Maternal Levels. A woman with beta-thalassemia restarted deferoxamine 2 grams subcutaneously daily for 5 days per week 3 days after delivery. Milk was collected on days 5 and 9 postpartum and 11 weeks postpartum. Iron levels in milk were 0.7, 10.4 and 4.8 micromoles/L, respectively (normal range 7.7 to 22.4 micromoles/L).[2]

Infant Levels. Relevant published information was not found as of the revision date.

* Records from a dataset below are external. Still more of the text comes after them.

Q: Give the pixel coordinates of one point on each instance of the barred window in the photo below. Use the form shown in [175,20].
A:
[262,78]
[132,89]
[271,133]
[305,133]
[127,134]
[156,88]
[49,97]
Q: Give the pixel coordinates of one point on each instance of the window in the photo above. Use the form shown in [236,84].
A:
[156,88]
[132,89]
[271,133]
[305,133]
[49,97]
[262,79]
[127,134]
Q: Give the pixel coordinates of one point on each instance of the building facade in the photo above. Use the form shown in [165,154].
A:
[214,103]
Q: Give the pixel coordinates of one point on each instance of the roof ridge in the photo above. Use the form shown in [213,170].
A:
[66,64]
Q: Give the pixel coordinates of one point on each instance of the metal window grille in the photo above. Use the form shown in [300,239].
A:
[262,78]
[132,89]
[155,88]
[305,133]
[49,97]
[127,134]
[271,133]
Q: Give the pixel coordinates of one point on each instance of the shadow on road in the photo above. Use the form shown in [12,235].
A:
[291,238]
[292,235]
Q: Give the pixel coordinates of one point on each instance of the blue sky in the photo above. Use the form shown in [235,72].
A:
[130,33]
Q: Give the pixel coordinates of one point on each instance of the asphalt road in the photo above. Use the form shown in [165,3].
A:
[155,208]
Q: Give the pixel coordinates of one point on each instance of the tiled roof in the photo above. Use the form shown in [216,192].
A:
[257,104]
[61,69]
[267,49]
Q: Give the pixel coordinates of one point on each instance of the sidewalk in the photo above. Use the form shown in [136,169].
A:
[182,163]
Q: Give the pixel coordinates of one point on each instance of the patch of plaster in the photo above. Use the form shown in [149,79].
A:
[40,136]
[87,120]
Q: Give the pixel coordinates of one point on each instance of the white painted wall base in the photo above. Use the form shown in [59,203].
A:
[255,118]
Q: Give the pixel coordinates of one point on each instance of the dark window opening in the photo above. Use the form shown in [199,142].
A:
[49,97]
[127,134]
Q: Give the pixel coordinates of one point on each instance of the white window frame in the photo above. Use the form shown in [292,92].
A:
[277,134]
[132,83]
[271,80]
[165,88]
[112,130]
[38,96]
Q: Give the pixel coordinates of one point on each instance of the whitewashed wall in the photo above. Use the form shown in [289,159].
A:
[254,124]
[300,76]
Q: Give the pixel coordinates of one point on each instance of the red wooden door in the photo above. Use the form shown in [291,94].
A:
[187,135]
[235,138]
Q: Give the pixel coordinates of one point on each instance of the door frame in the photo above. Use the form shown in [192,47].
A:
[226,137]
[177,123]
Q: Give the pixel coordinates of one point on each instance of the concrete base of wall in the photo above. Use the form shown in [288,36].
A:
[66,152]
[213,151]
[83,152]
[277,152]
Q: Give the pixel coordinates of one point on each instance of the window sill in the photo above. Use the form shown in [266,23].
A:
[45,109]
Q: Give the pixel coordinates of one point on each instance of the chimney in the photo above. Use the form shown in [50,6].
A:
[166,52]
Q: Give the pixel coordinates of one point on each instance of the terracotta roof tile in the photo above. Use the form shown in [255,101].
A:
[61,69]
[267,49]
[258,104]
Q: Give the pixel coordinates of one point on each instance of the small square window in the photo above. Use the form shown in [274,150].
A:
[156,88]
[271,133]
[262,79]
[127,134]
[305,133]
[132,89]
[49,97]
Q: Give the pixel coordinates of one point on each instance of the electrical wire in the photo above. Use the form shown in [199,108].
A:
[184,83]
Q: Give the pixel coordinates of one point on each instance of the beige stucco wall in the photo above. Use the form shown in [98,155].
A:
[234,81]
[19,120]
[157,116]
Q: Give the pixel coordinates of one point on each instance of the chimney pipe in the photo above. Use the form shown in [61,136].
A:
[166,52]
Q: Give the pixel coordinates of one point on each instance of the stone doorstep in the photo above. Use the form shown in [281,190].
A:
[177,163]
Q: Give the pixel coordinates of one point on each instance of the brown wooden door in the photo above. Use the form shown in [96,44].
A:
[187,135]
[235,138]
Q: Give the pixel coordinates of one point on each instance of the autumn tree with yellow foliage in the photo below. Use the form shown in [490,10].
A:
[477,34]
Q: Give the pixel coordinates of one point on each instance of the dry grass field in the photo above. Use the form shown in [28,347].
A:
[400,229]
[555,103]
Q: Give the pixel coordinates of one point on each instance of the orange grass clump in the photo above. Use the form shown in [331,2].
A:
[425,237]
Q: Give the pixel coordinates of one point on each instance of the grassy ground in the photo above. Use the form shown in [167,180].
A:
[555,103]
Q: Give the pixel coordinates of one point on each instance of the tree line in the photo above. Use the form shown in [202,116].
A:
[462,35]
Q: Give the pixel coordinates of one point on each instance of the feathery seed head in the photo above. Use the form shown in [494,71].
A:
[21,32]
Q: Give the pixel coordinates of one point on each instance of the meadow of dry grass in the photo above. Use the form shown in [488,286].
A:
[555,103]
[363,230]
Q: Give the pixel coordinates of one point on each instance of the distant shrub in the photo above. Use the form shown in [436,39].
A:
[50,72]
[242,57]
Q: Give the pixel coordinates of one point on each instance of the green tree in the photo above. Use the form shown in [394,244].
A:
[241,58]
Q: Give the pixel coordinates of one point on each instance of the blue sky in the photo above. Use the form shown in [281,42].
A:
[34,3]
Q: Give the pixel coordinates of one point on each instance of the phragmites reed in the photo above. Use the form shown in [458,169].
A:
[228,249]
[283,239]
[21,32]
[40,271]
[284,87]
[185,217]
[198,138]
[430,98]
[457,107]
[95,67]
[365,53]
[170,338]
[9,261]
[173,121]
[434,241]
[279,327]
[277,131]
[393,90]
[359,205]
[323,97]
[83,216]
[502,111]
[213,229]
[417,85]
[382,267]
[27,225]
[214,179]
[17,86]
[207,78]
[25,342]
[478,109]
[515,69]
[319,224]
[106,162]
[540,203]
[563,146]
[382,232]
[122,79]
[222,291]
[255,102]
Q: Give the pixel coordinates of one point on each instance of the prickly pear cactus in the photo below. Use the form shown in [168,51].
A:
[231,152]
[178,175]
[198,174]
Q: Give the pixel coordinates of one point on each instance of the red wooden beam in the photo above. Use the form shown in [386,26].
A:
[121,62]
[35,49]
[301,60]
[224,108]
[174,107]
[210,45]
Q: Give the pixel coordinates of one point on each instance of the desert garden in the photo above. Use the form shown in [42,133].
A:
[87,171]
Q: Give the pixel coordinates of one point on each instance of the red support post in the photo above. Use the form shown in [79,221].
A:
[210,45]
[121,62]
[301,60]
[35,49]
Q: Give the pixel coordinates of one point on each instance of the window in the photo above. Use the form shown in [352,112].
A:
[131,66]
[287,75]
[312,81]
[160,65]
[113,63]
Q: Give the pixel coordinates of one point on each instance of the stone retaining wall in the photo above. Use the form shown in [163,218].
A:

Effects in Breastfed Infants

A woman with beta-thalassemia restarted deferoxamine 2 grams subcutaneously 5 days per week 3 days after delivery. She breastfed (extent not stated) one of her twins from birth. After 17 days of breastfeeding, the infant's serum levels were as follows: iron 17.4 micromoles/L, ferritin 200 mcg/L, and transferrin16.8 micromoles/L, all in the normal range. Serum urea, calcium and magnesium were also normal. The second twin was hospitalized for longer and breastfeeding status in the hospital was not reported. Both infants were breastfed (extent not stated) for 4 months postpartum. Both had normal neurologic and motor development at 4 months and laboratory values consistent with their heterozygous beta-thalassemia: hemoglobin F 11.1% and 8.4%, hemoglobin 10.5 g/L and 10.5 g/L, reticulocytes 3.3% and 2.6%, and median erythrocyte volume 60 fL and 58 fL. Their serum levels of iron, ferritin, transferrin, liver enzymes, plasma urea and bilirubin were all normal.[2]

A woman with beta-thalassemia gave birth to an infant by cesarean section and breastfed her infant (extent not stated) from birth while receiving deferoxamine (dosage not stated). No adverse effects were reported in her infant.[4]

Effects on Lactation and Breastmilk

Relevant published information was not found as of the revision date.

Alternate Drugs to Consider

Deferasirox

References

1.
Jensen CE, Tuck SM, Wonke B. Fertility in beta thalassaemia major: a report of 16 pregnancies, preconceptual evaluation and a review of the literature. Br J Obstet Gynaecol. 1995;102:625–9. [PubMed: 7654640]
2.
Ho PJ, Tay L, Lindeman R, et al. Australian guidelines for the assessment of iron overload and iron chelation in transfusion-dependent thalassaemia major, sickle cell disease and other congenital anaemias. Intern Med J. 2011;41:516–24. [PubMed: 21615659]
3.
Surbek DV, Glanzmann R, Nars PW, et al. Pregnancy and lactation in homozygous beta-thalassemia major. J Perinat Med. 1998;26:240–3. [PubMed: 9773387]
4.
Pafumi C, Zizza G, Caruso S, et al. Pregnancy outcome of a transfusion-dependent thalassemic woman. Ann Hematol. 2000;79:571–3. [PubMed: 11100748]

Substance Identification

Substance Name

Deferoxamine

CAS Registry Number

70-51-9

Drug Class

Breast Feeding

Lactation

Chelating Agents

Iron Chelating Agents

Disclaimer: Information presented in this database is not meant as a substitute for professional judgment. You should consult your healthcare provider for breastfeeding advice related to your particular situation. The U.S. government does not warrant or assume any liability or responsibility for the accuracy or completeness of the information on this Site.